Background:

Olaparib is the first poly(ADP-ribose) polymerase inhibitor approved in Europe for the treatment of platinum-sensitive patients with newly diagnosed or recurrent platinum-sensitive ovarian cancer with a confirmed BRCA mutation or homologous recombination deficiency (HRD). Epidemiological studies have shown an incompatible association between ovarian cancer and obesity, but there have also been scientific reports indicating that obesity, especially severe obesity, increases the risk of ovarian cancer. Olaparib has a wide range of side effects, especially anaemia and neutropenia, which may lead to dose reduction or therapy discontinuation.

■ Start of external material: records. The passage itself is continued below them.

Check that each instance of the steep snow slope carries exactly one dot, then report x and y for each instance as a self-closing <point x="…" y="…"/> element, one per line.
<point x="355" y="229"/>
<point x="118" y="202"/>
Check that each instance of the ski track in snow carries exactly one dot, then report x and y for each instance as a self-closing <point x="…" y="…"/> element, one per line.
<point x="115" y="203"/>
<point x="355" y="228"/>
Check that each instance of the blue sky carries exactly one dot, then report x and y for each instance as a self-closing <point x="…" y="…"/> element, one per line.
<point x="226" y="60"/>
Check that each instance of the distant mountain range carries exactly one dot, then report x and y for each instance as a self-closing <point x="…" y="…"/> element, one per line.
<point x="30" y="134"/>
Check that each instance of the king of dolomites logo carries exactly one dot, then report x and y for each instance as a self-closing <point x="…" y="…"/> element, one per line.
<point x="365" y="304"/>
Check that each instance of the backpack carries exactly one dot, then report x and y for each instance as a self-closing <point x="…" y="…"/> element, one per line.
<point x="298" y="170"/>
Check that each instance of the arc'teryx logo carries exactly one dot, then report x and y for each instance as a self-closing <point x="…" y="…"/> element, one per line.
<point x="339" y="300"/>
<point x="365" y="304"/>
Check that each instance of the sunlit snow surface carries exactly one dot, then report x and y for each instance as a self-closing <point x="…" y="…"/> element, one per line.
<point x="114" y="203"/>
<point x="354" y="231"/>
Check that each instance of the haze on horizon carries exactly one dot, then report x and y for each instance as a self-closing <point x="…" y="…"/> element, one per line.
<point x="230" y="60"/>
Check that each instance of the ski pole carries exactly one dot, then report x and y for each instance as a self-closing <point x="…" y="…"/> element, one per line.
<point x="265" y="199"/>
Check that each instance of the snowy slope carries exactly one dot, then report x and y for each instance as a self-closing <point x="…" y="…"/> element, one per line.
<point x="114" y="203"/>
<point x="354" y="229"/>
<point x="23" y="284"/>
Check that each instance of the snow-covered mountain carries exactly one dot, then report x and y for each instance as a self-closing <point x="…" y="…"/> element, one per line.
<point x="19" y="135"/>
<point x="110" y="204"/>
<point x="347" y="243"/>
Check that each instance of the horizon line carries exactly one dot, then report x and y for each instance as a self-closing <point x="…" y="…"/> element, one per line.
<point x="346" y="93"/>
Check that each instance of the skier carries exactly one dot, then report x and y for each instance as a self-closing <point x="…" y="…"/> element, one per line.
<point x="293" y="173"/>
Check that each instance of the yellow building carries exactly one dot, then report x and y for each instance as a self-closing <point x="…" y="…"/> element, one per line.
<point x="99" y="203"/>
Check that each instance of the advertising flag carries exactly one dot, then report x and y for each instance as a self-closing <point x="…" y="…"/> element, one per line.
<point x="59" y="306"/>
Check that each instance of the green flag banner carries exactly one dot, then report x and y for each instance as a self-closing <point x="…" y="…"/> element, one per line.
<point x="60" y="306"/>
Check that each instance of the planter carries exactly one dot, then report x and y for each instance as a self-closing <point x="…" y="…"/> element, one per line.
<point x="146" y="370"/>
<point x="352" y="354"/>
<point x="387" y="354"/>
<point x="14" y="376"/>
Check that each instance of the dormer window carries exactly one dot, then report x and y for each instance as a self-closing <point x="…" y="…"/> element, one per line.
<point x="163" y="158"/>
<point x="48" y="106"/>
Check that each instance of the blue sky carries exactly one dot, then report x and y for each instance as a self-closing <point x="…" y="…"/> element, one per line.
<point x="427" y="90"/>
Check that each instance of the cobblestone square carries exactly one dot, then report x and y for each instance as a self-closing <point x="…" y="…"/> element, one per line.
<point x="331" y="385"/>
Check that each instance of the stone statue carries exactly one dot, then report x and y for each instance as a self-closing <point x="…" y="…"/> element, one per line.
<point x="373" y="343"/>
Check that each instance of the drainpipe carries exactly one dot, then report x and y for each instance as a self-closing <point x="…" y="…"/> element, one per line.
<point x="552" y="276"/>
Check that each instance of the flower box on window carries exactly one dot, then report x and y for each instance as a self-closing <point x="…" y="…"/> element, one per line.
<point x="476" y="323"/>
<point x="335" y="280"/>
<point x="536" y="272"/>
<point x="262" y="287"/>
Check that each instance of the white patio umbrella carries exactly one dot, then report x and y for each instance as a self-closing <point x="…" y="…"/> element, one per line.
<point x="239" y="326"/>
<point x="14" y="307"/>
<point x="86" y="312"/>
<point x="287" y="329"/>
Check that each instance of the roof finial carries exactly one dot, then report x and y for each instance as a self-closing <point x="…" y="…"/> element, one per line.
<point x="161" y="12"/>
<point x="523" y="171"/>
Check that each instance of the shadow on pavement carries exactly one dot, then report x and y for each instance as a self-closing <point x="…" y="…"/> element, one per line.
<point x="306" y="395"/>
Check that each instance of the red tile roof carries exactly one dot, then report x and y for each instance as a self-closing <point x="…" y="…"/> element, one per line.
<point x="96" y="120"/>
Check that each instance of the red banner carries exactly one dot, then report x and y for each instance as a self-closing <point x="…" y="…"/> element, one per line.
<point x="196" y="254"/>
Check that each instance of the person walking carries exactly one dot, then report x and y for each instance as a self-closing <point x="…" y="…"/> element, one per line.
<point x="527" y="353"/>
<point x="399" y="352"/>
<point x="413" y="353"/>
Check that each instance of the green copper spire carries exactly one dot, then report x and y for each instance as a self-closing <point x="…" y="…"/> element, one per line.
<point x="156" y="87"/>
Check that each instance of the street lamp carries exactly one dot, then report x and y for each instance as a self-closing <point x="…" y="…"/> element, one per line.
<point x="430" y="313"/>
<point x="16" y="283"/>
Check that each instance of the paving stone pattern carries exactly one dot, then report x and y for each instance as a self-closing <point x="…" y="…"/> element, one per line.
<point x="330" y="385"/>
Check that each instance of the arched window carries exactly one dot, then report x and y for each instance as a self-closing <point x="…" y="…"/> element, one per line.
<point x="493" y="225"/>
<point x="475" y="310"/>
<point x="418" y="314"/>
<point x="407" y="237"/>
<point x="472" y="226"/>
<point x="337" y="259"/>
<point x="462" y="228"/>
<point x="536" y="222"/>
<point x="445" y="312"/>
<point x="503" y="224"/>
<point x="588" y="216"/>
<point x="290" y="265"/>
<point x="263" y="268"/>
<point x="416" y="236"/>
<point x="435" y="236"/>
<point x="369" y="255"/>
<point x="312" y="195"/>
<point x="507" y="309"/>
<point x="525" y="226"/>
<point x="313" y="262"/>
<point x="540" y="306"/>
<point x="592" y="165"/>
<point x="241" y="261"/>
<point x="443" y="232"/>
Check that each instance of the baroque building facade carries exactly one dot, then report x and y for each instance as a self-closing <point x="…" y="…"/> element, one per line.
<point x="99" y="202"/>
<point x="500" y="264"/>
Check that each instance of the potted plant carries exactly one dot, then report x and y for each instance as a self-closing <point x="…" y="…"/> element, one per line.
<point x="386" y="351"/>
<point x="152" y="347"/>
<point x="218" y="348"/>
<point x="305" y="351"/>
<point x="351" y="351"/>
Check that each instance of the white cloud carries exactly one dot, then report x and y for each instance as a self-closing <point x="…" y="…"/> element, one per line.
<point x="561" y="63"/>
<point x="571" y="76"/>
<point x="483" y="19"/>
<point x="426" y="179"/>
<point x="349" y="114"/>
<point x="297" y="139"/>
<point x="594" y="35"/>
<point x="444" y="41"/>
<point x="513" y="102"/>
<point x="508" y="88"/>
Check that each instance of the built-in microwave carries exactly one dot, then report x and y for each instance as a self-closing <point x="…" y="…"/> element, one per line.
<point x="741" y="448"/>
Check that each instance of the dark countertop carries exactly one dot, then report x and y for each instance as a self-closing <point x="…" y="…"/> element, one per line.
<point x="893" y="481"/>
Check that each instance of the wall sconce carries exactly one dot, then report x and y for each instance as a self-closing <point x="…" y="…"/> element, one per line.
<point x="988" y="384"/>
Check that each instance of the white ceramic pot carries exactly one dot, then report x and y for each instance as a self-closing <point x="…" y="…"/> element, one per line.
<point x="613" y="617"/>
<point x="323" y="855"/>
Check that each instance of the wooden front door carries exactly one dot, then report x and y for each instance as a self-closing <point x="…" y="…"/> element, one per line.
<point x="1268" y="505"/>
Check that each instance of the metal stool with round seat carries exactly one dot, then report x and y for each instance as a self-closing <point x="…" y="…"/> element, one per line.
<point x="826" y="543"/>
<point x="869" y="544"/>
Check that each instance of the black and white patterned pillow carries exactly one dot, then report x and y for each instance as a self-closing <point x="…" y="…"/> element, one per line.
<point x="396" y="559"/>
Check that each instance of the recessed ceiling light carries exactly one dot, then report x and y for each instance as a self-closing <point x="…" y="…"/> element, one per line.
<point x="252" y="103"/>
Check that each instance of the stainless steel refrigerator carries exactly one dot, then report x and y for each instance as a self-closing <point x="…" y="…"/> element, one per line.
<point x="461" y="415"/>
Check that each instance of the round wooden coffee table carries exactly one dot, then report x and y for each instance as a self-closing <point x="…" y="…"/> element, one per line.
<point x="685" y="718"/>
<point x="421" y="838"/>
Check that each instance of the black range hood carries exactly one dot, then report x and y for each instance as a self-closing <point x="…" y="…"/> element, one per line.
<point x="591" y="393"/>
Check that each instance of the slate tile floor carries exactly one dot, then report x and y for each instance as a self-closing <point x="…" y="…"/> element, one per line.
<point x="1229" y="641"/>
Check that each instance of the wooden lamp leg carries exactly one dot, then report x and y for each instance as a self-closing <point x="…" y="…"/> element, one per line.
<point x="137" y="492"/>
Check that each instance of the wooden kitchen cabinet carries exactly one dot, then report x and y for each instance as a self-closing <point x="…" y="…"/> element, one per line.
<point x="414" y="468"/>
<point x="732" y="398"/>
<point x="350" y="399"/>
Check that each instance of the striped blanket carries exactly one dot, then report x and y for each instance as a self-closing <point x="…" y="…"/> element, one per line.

Therefore, therapeutic drug monitoring (TDM) is recommended. The aim of the study was a retrospective analysis of threshold value of the trough concentration of olaparib (Ctrough) and haematological adverse reactions after olaparib treatment (300 mg/12 h) in excess-weight and normal body mass index (BMI) patients with ovarian cancer. Materials and

methods:

The pilot study was conducted on 38 ovarian cancer patients who were divided into two groups I - normal BMI patients (BMI = 18.5-24.9 kg/m2; n = 14), II - excess-weight patients, i.e. overweight and obese patients (BMI ≥ 25 kg/m2; n = 24). The severity of neutropenia and anaemia was graded according to the Common Terminology Criteria for Adverse Events (CTCAE v5.0). The values of the mean corpuscular volume (MCV), mean corpuscular hemoglobin (MCH), mean corpuscular haemoglobin concentration (MCHC), and red blood cell distribution width (RDW) parameters were also taken into account. HPLC-UV method (λ = 254 nm) was applied to measure olaparib plasma concentrations.

Results:

There were no statistically significant differences in olaparib Ctrough between the groups - 1602.86 vs. 1567.40 ng/mL (p = 0.9156). However, the overweight and obese patients had slightly higher dose/kg-adjusted olaparib Ctrough - 204.17 vs. 159.32 ng/mL/mg/kg. The incidence of grade 1 anaemia in the groups was as follows I - 42.86%, II - 41.67%. Grade 2 and 3 anaemia was observed only in group II - 4.17% and 8.33%, respectively. The incidence of neutropenia in the groups of patients was as follows grade 1 group I - 21.43%, group II - 20.83%; grade 2 group I - 7.14%, group II - 4.17%.

Conclusions:

The incidence of haematological adverse reactions to olaparib, such as neutropenia and grade 1 anaemia in the group of overweight and obese patients was the same as in the normal BMI group. The overweight and obese patients were characterised by higher severity of haematological adverse reactions to olaparib and slightly higher dose/kg-adjusted olaparib Ctrough. After one month of treatment with olaparib the overweight and obese patients had significantly lower red blood cells (RBC) and haemoglobin (Hgb) levels than the patients with normal BMI, which may indicate that anaemia develops faster in this group of patients.